# Which temp monitor is right?



## Pete1burn (May 26, 2009)

There's a sensor for GPU Temp, GPU Temp Memio, Dispio, and another one I can't remember.

GPU temp for me stays around 38-45, but things like memio went up to 71 yesterday during L4D gaming.  Don't know which one to believe.  It's water cooled, so I thought temps would be lower than that.


----------



## Mussels (May 26, 2009)

memio is your VRMs, the smaller heatsink near the rear of the card (rear of the card on mine at least)


while the name doesnt make me think its the VRM's, putting a fan on my VRM's dropped the memio by 20C so thats what i beleive it to be.


----------



## Pete1burn (May 26, 2009)

Is 71 normal for that?


----------



## Mussels (May 26, 2009)

Pete1burn said:


> Is 71 normal for that?



yeah. mine hit 70-75 on stock cooling. 4870 and 4890 are pretty similar in design, so i'd say its normal


----------



## Pete1burn (May 26, 2009)

I'm assuming that GPU Temp with nothing said after it is the actual GPU core.


----------



## Mussels (May 26, 2009)

Pete1burn said:


> I'm assuming that GPU Temp with nothing said after it is the actual GPU core.



i beleive so, yes. mine says GPU idles at 40C and my accelero S1's are cool to the touch, it says the memio is 57-59c and the VRM's feel slightly hot.


----------



## mankind (Jun 22, 2009)

I thought Wiz said that GPU Temp (Memio), GPU Temp (Dispio) and GPU Temp (shadercore) were all part of the GPU die and NOT anything to do with the VRM's.


----------



## erocker (Jun 22, 2009)

mankind said:


> I thought Wiz said that GPU Temp (Memio), GPU Temp (Dispio) and GPU Temp (shadercore) were all part of the GPU die and NOT anything to do with the VRM's.
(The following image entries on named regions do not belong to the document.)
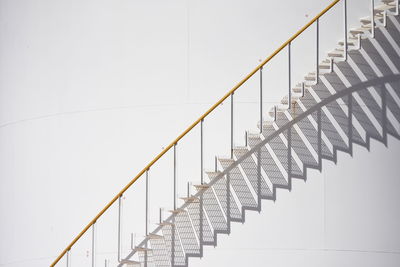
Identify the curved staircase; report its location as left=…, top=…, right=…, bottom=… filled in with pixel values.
left=52, top=0, right=400, bottom=267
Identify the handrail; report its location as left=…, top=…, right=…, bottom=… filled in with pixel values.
left=50, top=0, right=341, bottom=267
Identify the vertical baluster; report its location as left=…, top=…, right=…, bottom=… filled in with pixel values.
left=231, top=93, right=233, bottom=159
left=117, top=195, right=122, bottom=262
left=174, top=144, right=177, bottom=210
left=260, top=67, right=263, bottom=133
left=288, top=42, right=292, bottom=109
left=144, top=170, right=149, bottom=267
left=315, top=19, right=319, bottom=81
left=371, top=0, right=375, bottom=38
left=343, top=0, right=347, bottom=60
left=92, top=222, right=96, bottom=267
left=67, top=250, right=71, bottom=267
left=200, top=120, right=204, bottom=184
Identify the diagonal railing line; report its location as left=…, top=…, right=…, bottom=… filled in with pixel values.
left=50, top=0, right=341, bottom=267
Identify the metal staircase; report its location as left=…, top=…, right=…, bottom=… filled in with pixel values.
left=52, top=0, right=400, bottom=267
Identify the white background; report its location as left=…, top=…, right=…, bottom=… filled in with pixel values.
left=0, top=0, right=400, bottom=267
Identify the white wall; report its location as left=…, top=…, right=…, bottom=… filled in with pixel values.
left=0, top=0, right=400, bottom=267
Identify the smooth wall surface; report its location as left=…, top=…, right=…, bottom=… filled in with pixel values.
left=0, top=0, right=400, bottom=267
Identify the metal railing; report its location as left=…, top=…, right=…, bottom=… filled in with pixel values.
left=50, top=0, right=354, bottom=267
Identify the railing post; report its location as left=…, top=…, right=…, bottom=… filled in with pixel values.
left=174, top=144, right=177, bottom=210
left=343, top=0, right=348, bottom=61
left=231, top=93, right=233, bottom=159
left=67, top=250, right=71, bottom=267
left=371, top=0, right=375, bottom=38
left=200, top=120, right=204, bottom=184
left=144, top=170, right=149, bottom=267
left=92, top=222, right=96, bottom=267
left=117, top=195, right=122, bottom=262
left=260, top=67, right=263, bottom=133
left=315, top=18, right=319, bottom=84
left=288, top=42, right=292, bottom=109
left=131, top=233, right=136, bottom=250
Yes, there are three separate temperature sensors on the GPU die. The VDDC temps are for the VRM's/mosfets.


----------



## mankind (Jun 22, 2009)

On my 4850 idle they are 

GPU Temp (Dispio) - 43°C
GPU Temp (Memio) - 49.5°C
GPU Temp (shadercore) - 48.5°C

Is this about normal (I have a votrexx neo attached) and the room is pretty walm


----------